Esse roteiro principal foi dramatizado no início da semana, com a decisão do presidente Trump de separar crianças dos seus pais, na fronteira com o México. É de doer o coração, porque implica suspender algo que sempre vigorou no mundo pelo qual transitam refugiados: a reunião das famílias.
O Brasil não está muito distante desse problema. Nossa fronteira com a Venezuela é palco de um fluxo cada vez maior de refugiados econômicos e políticos. Esse enredo principal, o drama dos refugiados, acabou se entrelaçando com o secundário, a Copa do Mundo.

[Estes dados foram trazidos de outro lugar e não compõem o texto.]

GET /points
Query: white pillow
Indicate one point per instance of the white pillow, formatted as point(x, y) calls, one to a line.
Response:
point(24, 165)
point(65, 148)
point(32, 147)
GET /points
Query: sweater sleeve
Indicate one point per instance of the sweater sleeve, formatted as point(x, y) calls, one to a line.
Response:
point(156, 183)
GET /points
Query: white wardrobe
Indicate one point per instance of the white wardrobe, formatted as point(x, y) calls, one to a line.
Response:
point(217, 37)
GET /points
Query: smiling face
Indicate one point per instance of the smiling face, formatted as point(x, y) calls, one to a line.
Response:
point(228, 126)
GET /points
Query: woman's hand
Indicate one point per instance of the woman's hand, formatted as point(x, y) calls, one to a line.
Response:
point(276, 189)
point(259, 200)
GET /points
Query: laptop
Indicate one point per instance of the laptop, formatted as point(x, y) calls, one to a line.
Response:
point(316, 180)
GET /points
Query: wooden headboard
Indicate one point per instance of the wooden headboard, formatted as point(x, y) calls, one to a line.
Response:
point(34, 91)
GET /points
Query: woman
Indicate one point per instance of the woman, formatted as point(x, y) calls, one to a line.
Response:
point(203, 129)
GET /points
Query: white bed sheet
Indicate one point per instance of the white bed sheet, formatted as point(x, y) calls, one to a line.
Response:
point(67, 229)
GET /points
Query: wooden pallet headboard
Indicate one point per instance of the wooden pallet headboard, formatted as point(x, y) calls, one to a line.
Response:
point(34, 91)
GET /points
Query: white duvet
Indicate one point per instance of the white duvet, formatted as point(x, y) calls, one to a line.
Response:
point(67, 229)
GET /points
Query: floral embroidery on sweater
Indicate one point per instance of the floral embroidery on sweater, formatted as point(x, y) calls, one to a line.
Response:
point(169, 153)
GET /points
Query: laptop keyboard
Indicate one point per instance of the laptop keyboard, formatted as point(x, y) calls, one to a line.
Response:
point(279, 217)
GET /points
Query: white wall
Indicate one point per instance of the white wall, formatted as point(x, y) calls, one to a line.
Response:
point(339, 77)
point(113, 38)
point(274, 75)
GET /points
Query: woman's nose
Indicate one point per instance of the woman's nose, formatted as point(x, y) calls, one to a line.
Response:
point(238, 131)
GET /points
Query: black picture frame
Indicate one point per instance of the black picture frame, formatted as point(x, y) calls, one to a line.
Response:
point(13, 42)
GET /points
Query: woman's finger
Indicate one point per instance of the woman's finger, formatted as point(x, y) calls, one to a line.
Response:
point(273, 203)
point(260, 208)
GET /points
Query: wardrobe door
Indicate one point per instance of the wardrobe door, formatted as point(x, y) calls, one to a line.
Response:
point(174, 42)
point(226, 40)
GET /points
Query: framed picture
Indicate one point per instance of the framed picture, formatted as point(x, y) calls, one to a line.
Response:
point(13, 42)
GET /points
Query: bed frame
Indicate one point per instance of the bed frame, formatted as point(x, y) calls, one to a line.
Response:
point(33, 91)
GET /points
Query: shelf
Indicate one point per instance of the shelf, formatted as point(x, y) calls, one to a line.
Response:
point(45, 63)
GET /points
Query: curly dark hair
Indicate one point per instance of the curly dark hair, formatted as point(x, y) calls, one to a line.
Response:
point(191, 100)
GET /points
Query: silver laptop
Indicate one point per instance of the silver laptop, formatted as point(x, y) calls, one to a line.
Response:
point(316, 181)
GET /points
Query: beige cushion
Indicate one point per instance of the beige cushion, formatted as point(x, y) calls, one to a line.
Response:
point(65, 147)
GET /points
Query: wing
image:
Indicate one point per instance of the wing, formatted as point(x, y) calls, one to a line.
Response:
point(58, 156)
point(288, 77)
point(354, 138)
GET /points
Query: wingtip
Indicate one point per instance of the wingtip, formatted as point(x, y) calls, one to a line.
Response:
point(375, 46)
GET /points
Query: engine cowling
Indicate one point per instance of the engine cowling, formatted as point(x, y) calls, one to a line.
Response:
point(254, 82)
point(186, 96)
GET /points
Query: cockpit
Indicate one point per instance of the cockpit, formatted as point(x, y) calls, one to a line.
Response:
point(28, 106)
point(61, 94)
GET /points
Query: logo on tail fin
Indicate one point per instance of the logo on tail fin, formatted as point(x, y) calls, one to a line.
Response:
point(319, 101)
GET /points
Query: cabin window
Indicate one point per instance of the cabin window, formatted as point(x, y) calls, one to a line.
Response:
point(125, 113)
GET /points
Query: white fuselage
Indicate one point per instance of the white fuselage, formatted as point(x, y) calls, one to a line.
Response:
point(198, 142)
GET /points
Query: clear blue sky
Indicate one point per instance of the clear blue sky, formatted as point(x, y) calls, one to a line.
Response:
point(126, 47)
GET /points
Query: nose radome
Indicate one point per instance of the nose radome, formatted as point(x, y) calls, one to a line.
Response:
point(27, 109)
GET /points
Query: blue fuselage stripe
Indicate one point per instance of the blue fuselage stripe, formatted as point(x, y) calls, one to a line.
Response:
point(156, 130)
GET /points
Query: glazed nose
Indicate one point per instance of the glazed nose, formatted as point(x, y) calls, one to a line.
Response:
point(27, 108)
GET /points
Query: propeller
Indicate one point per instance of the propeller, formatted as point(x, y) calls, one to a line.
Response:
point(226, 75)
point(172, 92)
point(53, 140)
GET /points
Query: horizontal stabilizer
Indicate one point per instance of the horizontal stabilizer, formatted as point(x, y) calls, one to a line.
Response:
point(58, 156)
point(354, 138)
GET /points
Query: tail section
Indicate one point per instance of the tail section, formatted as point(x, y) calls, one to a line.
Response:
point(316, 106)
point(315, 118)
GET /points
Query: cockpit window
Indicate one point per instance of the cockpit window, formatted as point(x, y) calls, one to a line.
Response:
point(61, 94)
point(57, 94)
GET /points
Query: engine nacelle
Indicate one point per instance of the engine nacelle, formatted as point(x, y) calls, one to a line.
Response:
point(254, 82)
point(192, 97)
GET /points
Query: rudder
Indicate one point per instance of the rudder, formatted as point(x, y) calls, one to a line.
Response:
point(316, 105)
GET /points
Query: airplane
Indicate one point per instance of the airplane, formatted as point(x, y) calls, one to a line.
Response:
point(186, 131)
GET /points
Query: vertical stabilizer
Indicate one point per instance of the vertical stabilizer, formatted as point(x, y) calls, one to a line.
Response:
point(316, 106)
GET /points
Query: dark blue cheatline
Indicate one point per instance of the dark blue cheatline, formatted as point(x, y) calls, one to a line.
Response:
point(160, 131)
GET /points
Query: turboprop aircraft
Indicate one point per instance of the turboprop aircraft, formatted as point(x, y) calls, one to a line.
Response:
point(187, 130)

As autoridades finlandesas, segundo o “Moscou Times”, avisam que sete torcedores que foram à Rússia para a Copa cruzaram a fronteira e pediram asilo na Finlândia. Eles entraram na Rússia como torcedores, inclusive com a carteirinha chamada aqui de Fan ID, e, em vez de assistirem às partidas de futebol, avançaram para o Norte, em busca de um refúgio seguro. Isso mostra apenas que, mesmo na euforia da Copa, não é possível ignorar os dramas do mundo. Assim como não é possível ignorar suas constantes mutações.
O caso dos brasileiros e de outros latinos que assediaram mulheres e crianças, forçando-as a repetir frases obscenas num idioma que ignoram, é típico da incompreensão sobre o curso do mundo. Creio que, falando do Brasil apenas, de certa forma falhamos nos meses e nos dias que antecederam a Copa.

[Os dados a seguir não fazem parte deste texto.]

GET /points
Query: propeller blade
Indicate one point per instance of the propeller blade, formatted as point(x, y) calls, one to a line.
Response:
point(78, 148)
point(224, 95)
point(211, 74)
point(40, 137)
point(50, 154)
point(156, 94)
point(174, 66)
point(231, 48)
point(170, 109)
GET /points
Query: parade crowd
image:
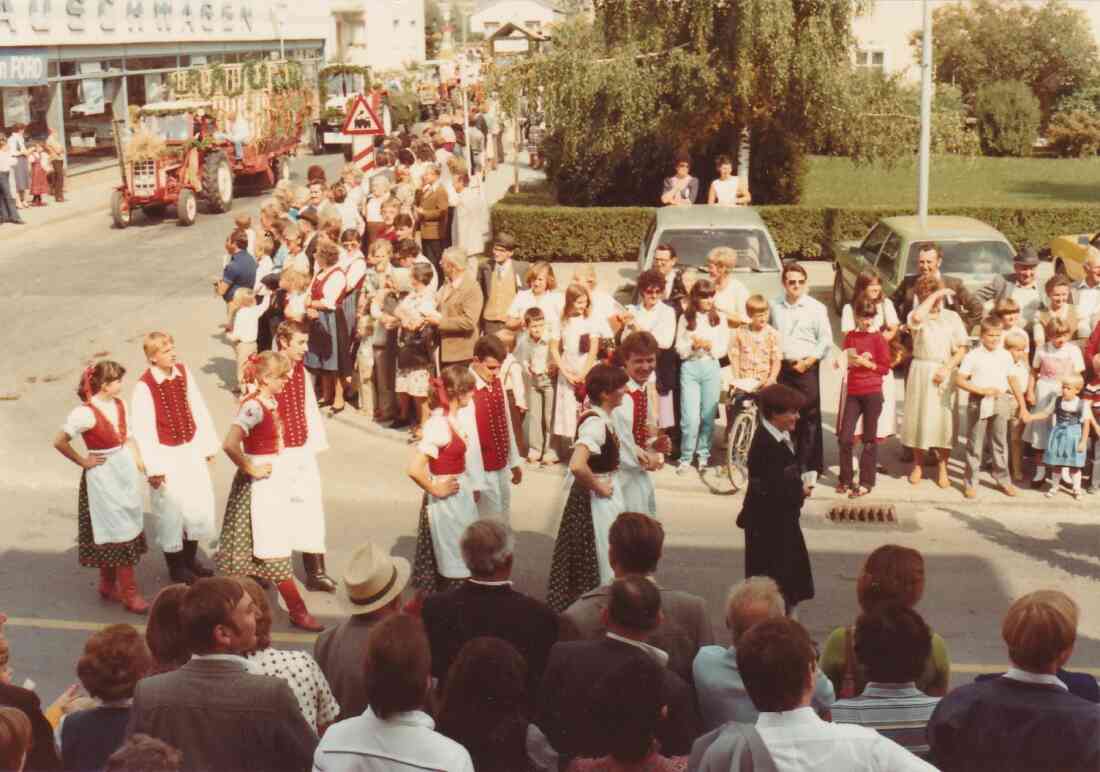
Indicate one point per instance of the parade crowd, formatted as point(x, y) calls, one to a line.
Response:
point(369, 290)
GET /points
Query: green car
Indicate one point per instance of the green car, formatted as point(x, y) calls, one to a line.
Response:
point(974, 252)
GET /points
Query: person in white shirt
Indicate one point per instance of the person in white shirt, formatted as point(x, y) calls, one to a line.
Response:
point(395, 732)
point(702, 339)
point(778, 663)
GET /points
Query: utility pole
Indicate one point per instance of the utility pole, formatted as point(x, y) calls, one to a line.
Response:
point(925, 113)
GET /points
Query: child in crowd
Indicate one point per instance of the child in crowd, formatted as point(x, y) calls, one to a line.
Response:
point(1057, 307)
point(868, 356)
point(702, 339)
point(1068, 420)
point(110, 514)
point(1054, 361)
point(989, 374)
point(532, 354)
point(415, 348)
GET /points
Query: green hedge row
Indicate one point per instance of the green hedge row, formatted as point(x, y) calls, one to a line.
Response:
point(613, 233)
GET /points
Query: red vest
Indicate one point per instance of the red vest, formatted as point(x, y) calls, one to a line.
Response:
point(103, 436)
point(263, 439)
point(175, 426)
point(452, 456)
point(292, 408)
point(490, 408)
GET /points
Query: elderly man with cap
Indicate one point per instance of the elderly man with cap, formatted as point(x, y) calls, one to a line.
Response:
point(499, 283)
point(370, 592)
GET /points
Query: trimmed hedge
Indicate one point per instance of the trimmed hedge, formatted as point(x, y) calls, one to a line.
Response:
point(596, 234)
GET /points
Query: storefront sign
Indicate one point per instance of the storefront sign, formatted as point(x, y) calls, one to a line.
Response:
point(22, 66)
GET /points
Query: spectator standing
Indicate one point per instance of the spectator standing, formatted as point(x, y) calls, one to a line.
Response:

Temer foi à televisão dizer que as nossas divergências acabam na Copa e que devemos torcer unidos. Lula fez comentários esportivos de dentro da cadeia. A imprensa, na qual me incluo, falou muito da Copa, da Rússia e de tudo mais. No entanto, não atinamos para a necessidade de uma campanha educativa para a torcida que se deslocaria para cá. Era preciso lembrar que o mundo mudou. A própria embaixada, com boas intenções, disse claramente o que poderia ser proibido por lei. Mas a questão cultural não foi abordada.
Os torcedores que saem do país para apoiar a seleção também nos representam. Os japoneses têm consciência disso: limparam o estádio depois do jogo, numa operação de imagem diplomática. Os senegaleses gostaram da ideia e seguiram o mesmo caminho. É fora da realidade esperar que nos comportemos como os japoneses. Já mostraram isso quando sofrem um desastre: recuperam-se num átimo, enquanto nós nos arrastamos, e parte do dinheiro é tragada pela corrupção.

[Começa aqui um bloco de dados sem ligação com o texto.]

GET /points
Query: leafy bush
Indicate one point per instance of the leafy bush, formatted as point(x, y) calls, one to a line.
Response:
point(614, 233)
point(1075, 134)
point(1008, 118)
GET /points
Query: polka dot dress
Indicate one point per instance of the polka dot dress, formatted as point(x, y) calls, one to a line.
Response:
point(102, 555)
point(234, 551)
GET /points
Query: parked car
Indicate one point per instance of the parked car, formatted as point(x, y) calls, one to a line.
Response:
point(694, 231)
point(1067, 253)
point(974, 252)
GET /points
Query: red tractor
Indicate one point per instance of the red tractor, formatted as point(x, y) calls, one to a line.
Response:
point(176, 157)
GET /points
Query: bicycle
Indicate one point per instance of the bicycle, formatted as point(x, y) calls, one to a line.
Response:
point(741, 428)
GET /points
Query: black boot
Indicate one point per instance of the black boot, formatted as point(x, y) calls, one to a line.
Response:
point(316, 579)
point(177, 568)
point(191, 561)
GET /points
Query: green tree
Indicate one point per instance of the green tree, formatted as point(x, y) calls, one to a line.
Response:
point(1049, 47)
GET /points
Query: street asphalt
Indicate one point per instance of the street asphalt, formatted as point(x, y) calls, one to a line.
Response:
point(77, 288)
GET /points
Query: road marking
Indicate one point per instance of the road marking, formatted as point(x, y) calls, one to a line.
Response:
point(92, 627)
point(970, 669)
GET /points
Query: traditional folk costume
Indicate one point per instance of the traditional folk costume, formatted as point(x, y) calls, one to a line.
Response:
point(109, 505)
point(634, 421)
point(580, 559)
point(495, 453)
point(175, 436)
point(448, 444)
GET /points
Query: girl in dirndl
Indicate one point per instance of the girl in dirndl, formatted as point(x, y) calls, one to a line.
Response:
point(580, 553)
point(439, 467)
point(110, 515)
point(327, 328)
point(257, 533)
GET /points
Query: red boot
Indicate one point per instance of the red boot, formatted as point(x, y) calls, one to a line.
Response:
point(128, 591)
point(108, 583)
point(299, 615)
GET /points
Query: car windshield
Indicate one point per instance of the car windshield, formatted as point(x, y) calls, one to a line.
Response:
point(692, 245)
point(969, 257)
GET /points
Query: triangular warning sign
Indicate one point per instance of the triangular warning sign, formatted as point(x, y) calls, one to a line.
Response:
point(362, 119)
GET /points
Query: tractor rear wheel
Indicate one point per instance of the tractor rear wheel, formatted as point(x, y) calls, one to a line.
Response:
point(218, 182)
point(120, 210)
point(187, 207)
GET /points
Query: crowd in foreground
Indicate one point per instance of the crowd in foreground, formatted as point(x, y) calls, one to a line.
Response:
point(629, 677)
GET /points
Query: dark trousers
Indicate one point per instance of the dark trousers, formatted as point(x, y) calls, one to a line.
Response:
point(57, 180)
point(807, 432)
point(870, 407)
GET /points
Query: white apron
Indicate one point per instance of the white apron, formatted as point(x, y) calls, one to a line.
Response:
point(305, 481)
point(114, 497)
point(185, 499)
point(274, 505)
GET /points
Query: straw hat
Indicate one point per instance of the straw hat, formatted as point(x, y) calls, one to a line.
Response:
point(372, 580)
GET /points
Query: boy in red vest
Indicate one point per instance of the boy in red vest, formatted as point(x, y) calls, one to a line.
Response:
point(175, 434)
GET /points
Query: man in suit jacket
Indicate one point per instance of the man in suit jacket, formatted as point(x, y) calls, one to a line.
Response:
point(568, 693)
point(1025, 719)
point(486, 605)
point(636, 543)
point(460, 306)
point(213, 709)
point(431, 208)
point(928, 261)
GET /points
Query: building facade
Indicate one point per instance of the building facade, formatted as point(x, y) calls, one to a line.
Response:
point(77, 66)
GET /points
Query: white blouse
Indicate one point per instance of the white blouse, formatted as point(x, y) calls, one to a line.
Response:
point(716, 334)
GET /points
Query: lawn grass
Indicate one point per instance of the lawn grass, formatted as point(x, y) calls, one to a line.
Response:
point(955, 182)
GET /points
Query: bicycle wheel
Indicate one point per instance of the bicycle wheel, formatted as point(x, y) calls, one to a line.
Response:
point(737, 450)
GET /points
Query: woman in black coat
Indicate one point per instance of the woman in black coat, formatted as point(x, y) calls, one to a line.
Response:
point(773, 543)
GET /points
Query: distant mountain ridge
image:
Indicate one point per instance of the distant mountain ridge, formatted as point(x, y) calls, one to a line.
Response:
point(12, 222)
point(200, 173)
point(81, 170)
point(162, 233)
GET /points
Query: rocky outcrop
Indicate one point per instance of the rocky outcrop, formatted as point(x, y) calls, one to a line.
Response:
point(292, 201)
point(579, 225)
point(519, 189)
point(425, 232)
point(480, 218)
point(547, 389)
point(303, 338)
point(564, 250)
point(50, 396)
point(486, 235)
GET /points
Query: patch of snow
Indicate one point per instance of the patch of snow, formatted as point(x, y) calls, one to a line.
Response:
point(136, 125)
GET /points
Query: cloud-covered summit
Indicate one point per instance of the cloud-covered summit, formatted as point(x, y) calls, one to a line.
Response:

Logo, o problema não é imitar japoneses, nem suecos, nem ingleses — sobretudo esses, que às vezes se envergonham do quebra-quebra de seus hooligans. O problema é apenas sermos um pouco melhor do que somos. Compreender que certos comportamentos ainda tolerados por muitos brasileiros são condenáveis. De qualquer forma, o que aconteceu foi um aprendizado. Nas próximas oportunidades, será necessário articular campanhas pedagógicas. O presidente da República precisa se manifestar, os políticos, também. A imprensa, então, nem se fala.
Os europeus vivem problemas semelhantes, não apenas com hooligans, mas com o racismo. Copa do Mundo e eventos de dimensão internacional são um importante momento para combater racismo, machismo e homofobia. E aí não se trata de ser politicamente correto. É apenas uma questão de bom senso.